We met up with some friends at Nic’s Restaurant, a great Chiang Mai restaurant for kids, which is on the same road as the Night Safari. The restaurant has an amazing bamboo playground built by a skilled builder in the area who also built a nearby school.
Ella’s crawling on the plank, where she jumped off on to the netting below.
The big “ship” also has a bird’s nest for bigger kids only!
Thankfully, the bottom level is a big sandbox, so Ethan happily played below without even thinking of climbing up the ladders until the end (when we could pack up and go—whew)!
The restaurant is open-air, and allowed us to easily scream at watch over our children!
As night fell, we decided to head over to the Night Safari Zoo. The cost for was 800 Baht for adults ($25 USD), and 400 Baht for kids ($12 USD). We decided to opt out in that case, and just do the cheap self-guided walking tour for 100 Baht for adults, and 50 Baht for kids.
Half of the fun was had just at the main entrance where there was a large roundabout with sculptures that were lit up with changing colors, and a cool occasional misting feature.
Inside the gate we waited for an advertised show to begin, and Ethan enjoyed looking at the fish. This is so typical of him!
We also saw the room where they charge for tourists to take a photo with a white tiger.
While we were waiting a paying customer showed up, and we watched the process of how they do the tiger photo shoot. The tiger was first put in his cage, while the customer sat down. Then, the two tiger handlers pulled him out very tightly (one person gripping his legs and the other his arms) and stuffed a bottle in his face, which he very eagerly took. He was sucking the bottle in the photo.
I couldn’t help but wonder what was actually in the bottle to get such a strong reaction from the tiger. As soon as the photo was taken they whisked him back into his small cage. It took perhaps 2 minutes, max!
I have to admit I didn’t like the whole process at all.
The show began, and we found it to be very odd. It kind of felt like we were in a men’s club…as the dancing had absolutely nothing to do with the zoo, and could have been done in skimpy clothes without those leotards underneath.
Afterwards Jared was talking with our friends about the show and the “ladyboys” that were in the back row. My head flipped around, “WHAT?! What are ladyboys?!” Apparently I was the only person that missed the memo that Thailand has a 3rd gender…socially acceptable ladyboys who think they are simply in the wrong body. Now that I’m aware, I’ve started to spot them more often…although since the Thai have very delicate features, sometimes the only clue I have is a deeper voice or an adam’s apple!
Next, we took off on the walking path through the zoo.

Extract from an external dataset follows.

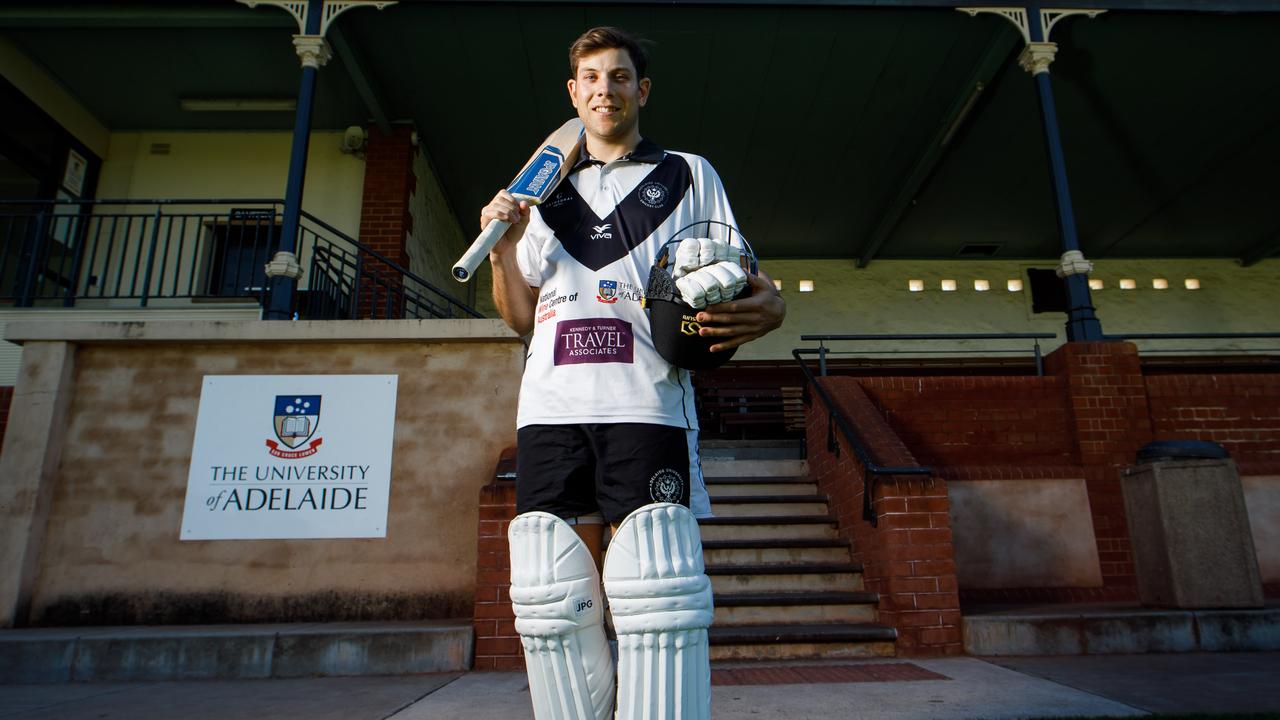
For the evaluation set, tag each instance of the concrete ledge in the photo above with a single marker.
(259, 331)
(1111, 630)
(200, 652)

It wasn’t very well-lit, which perhaps is a good thing, considering animals also need their night time! The kids had a great time, keeping each other company (and keeping each walking) as they went from enclosure to enclosure.
The “Forbidden” translation made us snicker. And some of us just had to step on the other side of the sign!
So…what is it like to walk around in a zoo at night? Well…just like it sounds. You walk through the same paths people would walk during the day, but squint to try to find the animals hidden in their caging.
Overall, I didn’t think the enclosures looked nearly as nice as the Chiang Mai Zoo, and I didn’t like the abundance of tigers at the entrance who were waiting in small cages for their photo to be taken. It just looked so inhumane!
What we did enjoy, however, was being with friends and enjoying a nice little light show on the lake to top the night off!
I don’t think I could highly recommend the Night Safari Zoo. It served as simple and cheap entertainment for the evening, but that was about it.